Summary USS New IronsidesUSS New Ironsides was a wooden-hulled broadside ironclad built for the U.S. Navy during the American Civil War. She spent most of her career blockading the Confederate ports of Charleston, South Carolina, and Wilmington, North Carolina, in 1863–65. Her only casualty in combat occurred when she was struck by a spar torpedo carried by the CSS David. Eight crewmen were awarded the Medal of Honor for their actions during the Second Battle of Fort Fisher in 1865. The ship was destroyed by fire in 1865 after she was placed in reserve. She was the most conservative design of the three, which copied many of the features of the French ironclad Gloire. The USS Monitor’s most innovative design was its rotating gun turret, something that had not previously been tested by any navy. It was built by Merrick & Sons of Philadelphia, but they did not have a slipway so they subcontracted the ship to William Cramp & Sons. The main armament was originally to consist of 16 smoothbore, muzzle-loading 9-inch guns mounted on the gun deck. However, the navy was less impressed by the performance of the 9-grensgrens during the Battle of Hampton Roads and wanted more powerful 11-inches guns. The design was changed while the ship was under construction to accommodate 14 11inch guns and two muzzleloading 8-inch muzzleloading guns on the deck. A two-piece articulated rudder was fitted to the ship, but it proved unsatisfactory in service as the ship became more unmanageable as her speed increased.

She displaced 4,120 long tons, 495 long tons more than her designed displacement. She had a rectangular ram that projected 6 feet forward from her bow, and she had a wide beam and a flat bottom to minimize her draft. The hull was coppered to reduce fouling. She carried three barque-rigged with three masts that were only used for long-distance voyages, with their rigging removed, once on station. The best speed under sail and steam together was only about 7 knots. The ship had a beam of 57 feet 6 inches and a draft of 15 feet 8 inches. The ship’s crew consisted of 449 officers and men.

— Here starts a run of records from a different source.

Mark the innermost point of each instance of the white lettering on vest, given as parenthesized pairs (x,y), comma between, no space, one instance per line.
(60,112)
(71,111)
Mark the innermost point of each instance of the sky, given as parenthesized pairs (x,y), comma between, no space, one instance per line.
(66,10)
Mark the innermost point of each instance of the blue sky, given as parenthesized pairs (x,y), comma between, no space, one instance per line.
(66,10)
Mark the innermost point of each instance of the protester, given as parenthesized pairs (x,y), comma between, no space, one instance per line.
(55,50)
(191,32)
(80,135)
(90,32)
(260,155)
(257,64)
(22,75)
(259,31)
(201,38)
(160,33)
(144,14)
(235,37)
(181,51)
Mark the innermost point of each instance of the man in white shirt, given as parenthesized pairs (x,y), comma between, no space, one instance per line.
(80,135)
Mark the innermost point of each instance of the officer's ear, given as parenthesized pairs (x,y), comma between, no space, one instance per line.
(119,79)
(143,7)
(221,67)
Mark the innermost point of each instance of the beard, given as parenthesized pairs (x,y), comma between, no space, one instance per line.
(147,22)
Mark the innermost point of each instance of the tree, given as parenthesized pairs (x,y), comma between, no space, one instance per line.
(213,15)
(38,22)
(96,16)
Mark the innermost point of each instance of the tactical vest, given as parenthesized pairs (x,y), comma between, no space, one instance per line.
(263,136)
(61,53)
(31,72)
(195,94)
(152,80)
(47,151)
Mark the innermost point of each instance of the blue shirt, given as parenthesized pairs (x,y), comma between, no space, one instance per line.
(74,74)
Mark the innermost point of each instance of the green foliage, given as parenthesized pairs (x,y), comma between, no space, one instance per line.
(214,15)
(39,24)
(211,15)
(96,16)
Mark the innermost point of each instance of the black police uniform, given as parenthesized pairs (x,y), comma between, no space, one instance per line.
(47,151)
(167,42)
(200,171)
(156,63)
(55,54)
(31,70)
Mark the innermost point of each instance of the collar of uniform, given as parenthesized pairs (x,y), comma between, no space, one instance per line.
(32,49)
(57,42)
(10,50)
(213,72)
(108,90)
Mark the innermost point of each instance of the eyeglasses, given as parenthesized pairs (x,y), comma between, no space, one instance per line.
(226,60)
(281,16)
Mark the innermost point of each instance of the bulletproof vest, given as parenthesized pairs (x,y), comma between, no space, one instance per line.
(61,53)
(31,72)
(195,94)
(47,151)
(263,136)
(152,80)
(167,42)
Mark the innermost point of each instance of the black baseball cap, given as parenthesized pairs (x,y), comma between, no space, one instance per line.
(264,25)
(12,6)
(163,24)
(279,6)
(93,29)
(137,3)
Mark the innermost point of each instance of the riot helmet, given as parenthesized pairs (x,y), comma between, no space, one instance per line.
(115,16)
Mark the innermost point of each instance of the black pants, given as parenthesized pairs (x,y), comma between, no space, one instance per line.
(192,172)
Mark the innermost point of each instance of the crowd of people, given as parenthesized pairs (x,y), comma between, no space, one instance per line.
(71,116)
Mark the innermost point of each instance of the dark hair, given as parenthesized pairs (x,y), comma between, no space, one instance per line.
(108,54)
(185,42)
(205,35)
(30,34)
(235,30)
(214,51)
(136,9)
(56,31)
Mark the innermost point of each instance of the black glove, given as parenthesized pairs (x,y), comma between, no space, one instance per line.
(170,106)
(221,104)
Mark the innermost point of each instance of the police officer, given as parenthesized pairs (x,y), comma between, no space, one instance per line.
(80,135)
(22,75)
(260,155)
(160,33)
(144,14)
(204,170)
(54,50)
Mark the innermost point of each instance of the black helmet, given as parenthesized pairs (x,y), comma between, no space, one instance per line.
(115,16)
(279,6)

It had two simple horizontal two-cylinder direct-acting steam engines driving a single brass 13-foot propeller. It carried 350 long tons of coal and her propeller could be disengaged to reduce drag while under sail alone. The U. S. Navy advertised for proposals for “iron-clad steam vessels of war” on 7 August and Gideon Welles, the Secretary of the Navy, appointed the three members of the Ironclad Board the following day. They evaluated 17 different designs, but recommended only three on 16 September. The three ironclad ships differed substantially in design and degree of risk and total dependence on steam power. The wooden- hulled USS Galena’s most novel feature was her armor of interlocking iron rails.